With the Ebola outbreak in Africa making headlines and some cases being reported in the U.S., we're seeing that quarantines for fighting the disease aren't very effective, especially with U.S. citizens who feel that quarantines violate their personal freedoms.

Even those U.S. citizens put on voluntary quarantine by the Centers for Disease Control (CDC) are not staying at home, Just recently, NBC medical correspondent Dr. Nancy Snyderman returned from West Africa to the U.S. There, she was put on a voluntary quarantine after one of her cameramen tested positive for the disease.

However, Snyderman chose to leave her home, while on quarantine, and have dinner at a local mall, sparking panic and outrage.

Of course, Snyderman was acting under the knowledge that those without symptoms of the disease are not infectious carriers, but she still violated a promise she made to the CDC and the public.

However, Snyderman is not alone in violating a voluntary quarantine.

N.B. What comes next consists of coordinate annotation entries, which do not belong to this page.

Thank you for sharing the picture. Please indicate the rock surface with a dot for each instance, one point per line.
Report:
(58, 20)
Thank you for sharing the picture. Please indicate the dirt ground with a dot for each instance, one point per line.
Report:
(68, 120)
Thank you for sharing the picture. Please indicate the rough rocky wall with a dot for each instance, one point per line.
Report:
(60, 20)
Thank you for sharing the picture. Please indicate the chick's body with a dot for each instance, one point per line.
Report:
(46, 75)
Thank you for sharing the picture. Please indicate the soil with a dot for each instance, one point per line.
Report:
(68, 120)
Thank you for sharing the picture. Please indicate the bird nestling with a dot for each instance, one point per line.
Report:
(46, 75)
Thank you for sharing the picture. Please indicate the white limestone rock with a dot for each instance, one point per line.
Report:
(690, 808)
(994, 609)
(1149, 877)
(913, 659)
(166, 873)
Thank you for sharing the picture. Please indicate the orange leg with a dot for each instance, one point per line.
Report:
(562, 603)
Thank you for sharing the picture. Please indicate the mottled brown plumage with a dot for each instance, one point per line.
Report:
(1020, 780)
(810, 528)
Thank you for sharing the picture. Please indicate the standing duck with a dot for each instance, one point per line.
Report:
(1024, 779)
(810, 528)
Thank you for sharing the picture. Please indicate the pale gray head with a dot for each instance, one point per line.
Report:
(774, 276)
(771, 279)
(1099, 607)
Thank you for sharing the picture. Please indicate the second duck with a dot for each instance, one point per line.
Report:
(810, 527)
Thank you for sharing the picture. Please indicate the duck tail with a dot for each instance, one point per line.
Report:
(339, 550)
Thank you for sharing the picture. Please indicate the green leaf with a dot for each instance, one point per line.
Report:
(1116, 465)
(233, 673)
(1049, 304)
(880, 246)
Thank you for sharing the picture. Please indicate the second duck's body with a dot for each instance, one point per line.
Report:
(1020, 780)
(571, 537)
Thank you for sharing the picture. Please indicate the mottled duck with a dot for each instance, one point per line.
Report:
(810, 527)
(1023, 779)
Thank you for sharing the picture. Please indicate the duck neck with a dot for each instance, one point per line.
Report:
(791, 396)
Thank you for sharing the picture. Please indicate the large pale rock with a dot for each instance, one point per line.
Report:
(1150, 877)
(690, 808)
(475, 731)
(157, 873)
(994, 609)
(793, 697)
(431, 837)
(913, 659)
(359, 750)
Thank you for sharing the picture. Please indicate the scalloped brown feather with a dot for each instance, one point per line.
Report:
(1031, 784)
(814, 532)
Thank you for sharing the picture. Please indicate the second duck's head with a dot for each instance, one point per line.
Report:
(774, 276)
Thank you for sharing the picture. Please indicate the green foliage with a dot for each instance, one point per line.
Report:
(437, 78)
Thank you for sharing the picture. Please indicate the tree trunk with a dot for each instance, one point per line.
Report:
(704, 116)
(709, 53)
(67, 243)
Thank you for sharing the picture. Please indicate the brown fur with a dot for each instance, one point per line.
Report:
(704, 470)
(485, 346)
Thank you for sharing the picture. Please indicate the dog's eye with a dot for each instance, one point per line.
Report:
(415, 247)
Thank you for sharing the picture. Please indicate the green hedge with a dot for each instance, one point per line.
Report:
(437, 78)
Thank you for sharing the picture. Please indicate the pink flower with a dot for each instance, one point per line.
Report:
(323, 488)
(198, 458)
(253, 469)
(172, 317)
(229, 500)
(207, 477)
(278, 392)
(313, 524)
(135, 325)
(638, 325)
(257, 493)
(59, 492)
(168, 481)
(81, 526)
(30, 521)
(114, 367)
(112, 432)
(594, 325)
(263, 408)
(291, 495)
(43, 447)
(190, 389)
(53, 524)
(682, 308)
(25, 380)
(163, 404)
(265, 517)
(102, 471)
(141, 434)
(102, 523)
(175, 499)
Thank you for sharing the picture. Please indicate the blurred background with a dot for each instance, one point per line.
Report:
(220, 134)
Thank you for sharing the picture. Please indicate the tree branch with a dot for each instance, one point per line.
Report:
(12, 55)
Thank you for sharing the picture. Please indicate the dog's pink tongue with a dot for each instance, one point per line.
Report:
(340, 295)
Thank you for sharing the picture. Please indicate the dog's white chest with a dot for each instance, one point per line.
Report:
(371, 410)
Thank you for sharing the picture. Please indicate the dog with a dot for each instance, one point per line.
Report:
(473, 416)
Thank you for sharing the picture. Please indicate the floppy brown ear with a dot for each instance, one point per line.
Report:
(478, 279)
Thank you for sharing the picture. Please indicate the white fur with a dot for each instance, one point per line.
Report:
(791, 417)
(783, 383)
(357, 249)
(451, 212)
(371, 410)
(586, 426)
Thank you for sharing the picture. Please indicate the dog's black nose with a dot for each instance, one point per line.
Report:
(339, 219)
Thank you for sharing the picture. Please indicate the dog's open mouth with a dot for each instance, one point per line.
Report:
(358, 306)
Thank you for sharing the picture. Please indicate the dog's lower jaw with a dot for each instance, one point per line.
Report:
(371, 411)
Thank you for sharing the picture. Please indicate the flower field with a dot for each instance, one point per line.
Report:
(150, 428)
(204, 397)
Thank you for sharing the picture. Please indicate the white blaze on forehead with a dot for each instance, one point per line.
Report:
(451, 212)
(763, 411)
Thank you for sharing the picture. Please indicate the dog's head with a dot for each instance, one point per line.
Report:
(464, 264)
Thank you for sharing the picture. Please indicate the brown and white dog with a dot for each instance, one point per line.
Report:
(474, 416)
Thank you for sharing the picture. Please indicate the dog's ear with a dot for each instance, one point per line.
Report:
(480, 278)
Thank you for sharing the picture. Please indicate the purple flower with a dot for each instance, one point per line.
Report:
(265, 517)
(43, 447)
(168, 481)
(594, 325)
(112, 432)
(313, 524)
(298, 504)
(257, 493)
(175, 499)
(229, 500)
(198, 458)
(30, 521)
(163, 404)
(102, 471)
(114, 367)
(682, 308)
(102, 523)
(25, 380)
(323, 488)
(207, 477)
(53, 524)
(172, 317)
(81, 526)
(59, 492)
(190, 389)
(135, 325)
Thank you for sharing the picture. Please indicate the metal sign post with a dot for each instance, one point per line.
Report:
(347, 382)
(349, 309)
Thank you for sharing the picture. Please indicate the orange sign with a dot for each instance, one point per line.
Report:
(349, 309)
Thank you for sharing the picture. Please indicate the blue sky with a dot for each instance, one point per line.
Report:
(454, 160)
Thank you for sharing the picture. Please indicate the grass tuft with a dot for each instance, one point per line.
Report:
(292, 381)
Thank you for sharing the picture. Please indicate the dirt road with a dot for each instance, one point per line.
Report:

Nurse Amber Vinson reported a slight fever to the CDC, after having cared for an Ebola patient in Texas. However, even after put on voluntary quarantine, she visited schools in both Texas and Ohio. She was recently diagnosed with Ebola and is now being treated for it.

Perhaps the only option is making quarantines mandatory until the Ebola danger passes.

"We need to start using quarantine orders, at least for the near term, so people are under the legal obligation to obey," says Mark Rothstein, director of the University of Louisville's Institute for Bioethics, Health Policy and Law. "Quarantine is a scary word and the authorities are saying these people need to be monitored. If these people felt it was OK to travel or to go out and get dinner, something is missing."

Although the U.S. has locked up disease carriers in the past, it doesn't happen often. Federal officials can call mandatory quarantines for carriers of a variety of infectious diseases, including Ebola. As of 2000, the director of the CDC has authority to impose travel bans, even between states, but has not yet done so. The CDC has imposed a "do not board" list for air travel, but even that recently allowed several flyers on the list through because that sort of travel ban is usually handled by states.

There is also a recent study by Drexel University that suggests that the mandatory quarantines of 21 days aren't long enough. The 21 days refers to what the CDC believes is the time it takes for a patient exposed to the virus to get symptoms. And although that is mostly the case for this particular outbreak, previous outbreaks of Ebola told a different story: in 1995, there was a 12 percent chance that someone could show symptoms after the 21-day quarantine period was up.

"Clearly for pathogens that have a high degree of transmissibility and/or a high degree of severity, the quarantine time should be greater than for agents with lower transmissibility and/or severity," says Charles Haas, PhD, of Drexel University. "The purpose of this paper is not to estimate where the balancing point should be, but to suggest a method for determining the balancing point."

Although science tells us that Ebola is difficult to contract, most Americans might feel safer if federal agencies were more transparent about their precautionary measures.